Last year’s incident involving the Stuxnet malware has given us a wakeup call and we now need to take a fresh approach to how data is transferred and managed within all industrial control systems, according to Chris Evans of Mitsubishi Electric
The Stuxnet incident has shown that a typical automation architecture has weak points and vulnerabilities when it comes to security and this is leading many companies to question traditional methods to move information around and from the plant/asset to the enterprise level. While Stuxnet targeted one particular plant, it has wider implications.
The virus changed the point of attack in the business from the seemingly secure top end to the somewhat vulnerable middle ground.
Stuxnet was a malicious and targeted attack, which is difficult to protect against. The structure of the virus is now in the public domain, so mutations remain a threat and it is realistic to assume ‘copycat’ malware will appear in the coming years.
There are two fundamental factors to consider, ‘probability’ and ‘risk’ and it is the analysis of these two elements which should shape any organisation’s security strategy going forward.
It is generally accepted ‘gateway PCs’ found in many automation architectures, represent weak points and are vulnerable to potential malware attacks from ‘the outside’ and also from CDs and USB sticks.
Many of these PCs are used as networked workstations and therefore often contain the software to change and program the PLCs beneath this layer. This makes them an attractive target for anyone wishing to disrupt operations. Couple to this is the fact that many of these PCs have in the past been poorly maintained in terms of security patches and often contain unsupported legacy versions of operating systems, this raises the risk factor.
These gateway PCs were originally included to provide visualisation/control (SCADA etc), data/alarm logging and the link between the plant/asset and the enterprise systems. Initially PLC technology was not capable of delivering these requirements in an acceptable way, in other words, there was no alternative to this architecture.
Clearly from an operational point of view, these requirements are still fundamental delivery points for any system architecture but there are now alternatives to the traditional methods.
Mitigation or change?
Many IT security companies can provide products and services to mitigate against attacks on PC based systems. Coupled with a good business security regime these can help protect the weak points. However it is important to understand many of the recent cyber security offerings in the automation arena concentrate on dealing with the problem rather than exploring how to minimise it happening at all.
A new way forward
Over the last few years the more innovative companies have been developing technology which challenges the traditional automation architecture.
The basis of the new approach is to develop a solution which offers direct connection from the plant/asset to the enterprise systems within a ruggedised industrial form factor.
These systems are non PC based and are therefore not susceptible to the same operating system legacy issues found in a traditional PC based system.

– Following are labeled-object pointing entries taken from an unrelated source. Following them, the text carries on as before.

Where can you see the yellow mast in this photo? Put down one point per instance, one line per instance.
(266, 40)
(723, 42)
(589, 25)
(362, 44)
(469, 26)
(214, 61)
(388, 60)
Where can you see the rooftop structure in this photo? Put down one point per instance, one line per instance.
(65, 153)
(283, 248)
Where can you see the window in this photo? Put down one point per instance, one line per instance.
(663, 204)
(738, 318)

This is complemented by the simultaneous development of intelligent solutions to provide data and alarm logging to be carried out locally at the PLC. This technology has created the possibility of removing the gateway PC from the topology altogether.

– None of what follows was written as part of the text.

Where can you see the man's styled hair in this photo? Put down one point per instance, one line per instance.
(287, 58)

In this way, if data and alarm logging is happening directly at the PLC, visualisation and control could be achieved by intelligent HMIs. Significantly, these HMIs do not have to be running a Windows operating system.
If SCADA PC nodes must exist, then moving the critical data/alarm logging to the local PLC means the SCADA node can be the control and visualisation element of the system, whilst protecting this vital information in a more robust PLC environment.

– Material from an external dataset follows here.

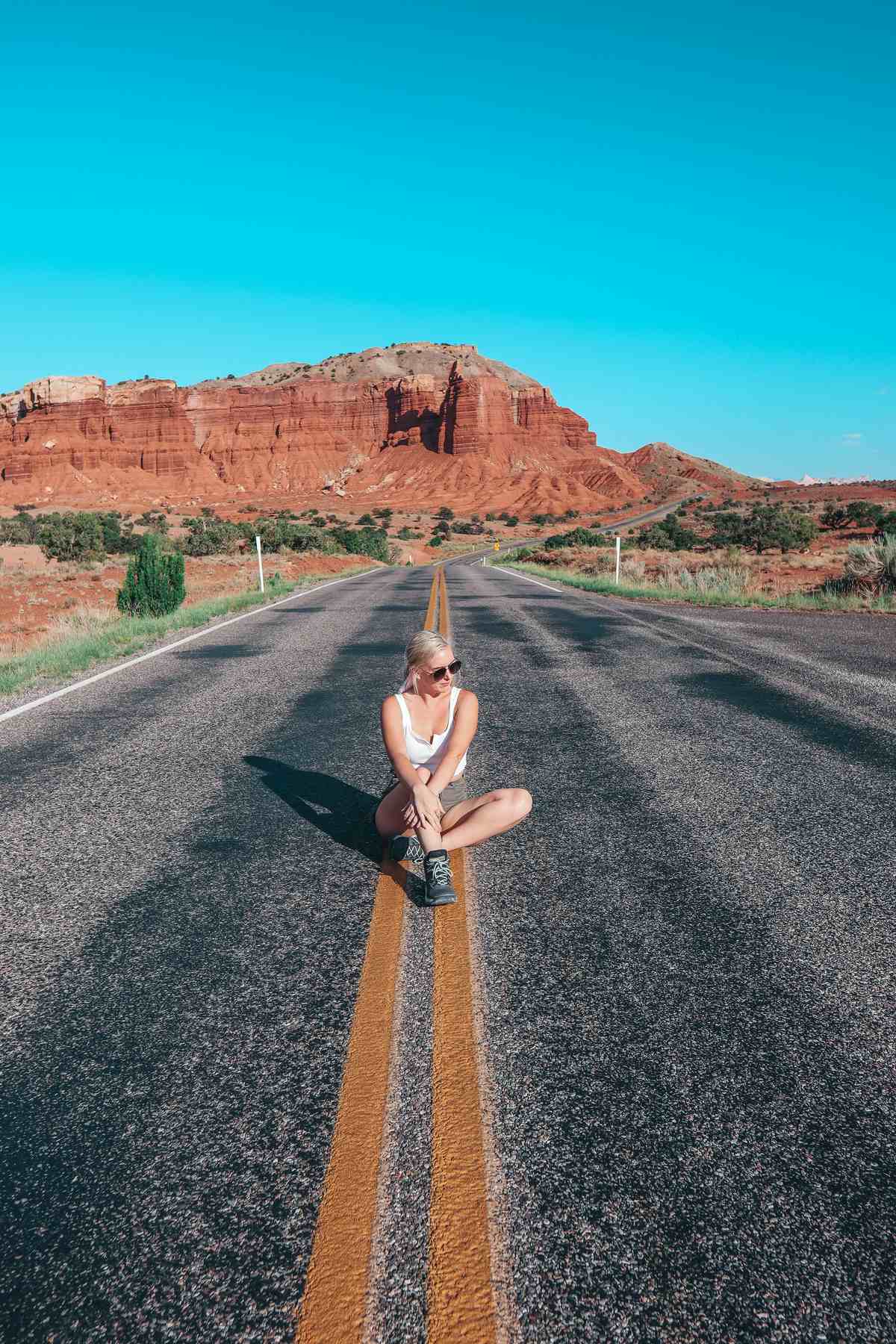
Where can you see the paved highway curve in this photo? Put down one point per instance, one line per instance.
(680, 974)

Mitigation techniques can then be deployed to minimise the risk with respect to the PC based SCADA or visualisation system. By using these techniques and technology the link between plant/asset and the enterprise can be achieved directly from the PLC level, thus minimising the risk.
Mitsubishi’s ‘C Controller’ range of automation solutions offers a flexible, secure, ruggedised environment that can house multiple ‘apps’ to perform complex and challenging tasks. The C Controller forms part of the integrated iQ Platform and provides a non-PC based system that is not susceptible to the same operating system legacy issues found in a traditional PC based system.
The C Controller platform has enabled a host of solutions to be developed including a distributed secure database application and various connection options from asset to enterprise level, interfacing to SAP, Oracle, DB2 and other business systems solutions. This coupled with intelligent solutions to provide data and alarm logging to be carried out locally at the PLC, means Mitsubishi can offer a secure, alternative architecture to traditional automation system topologies.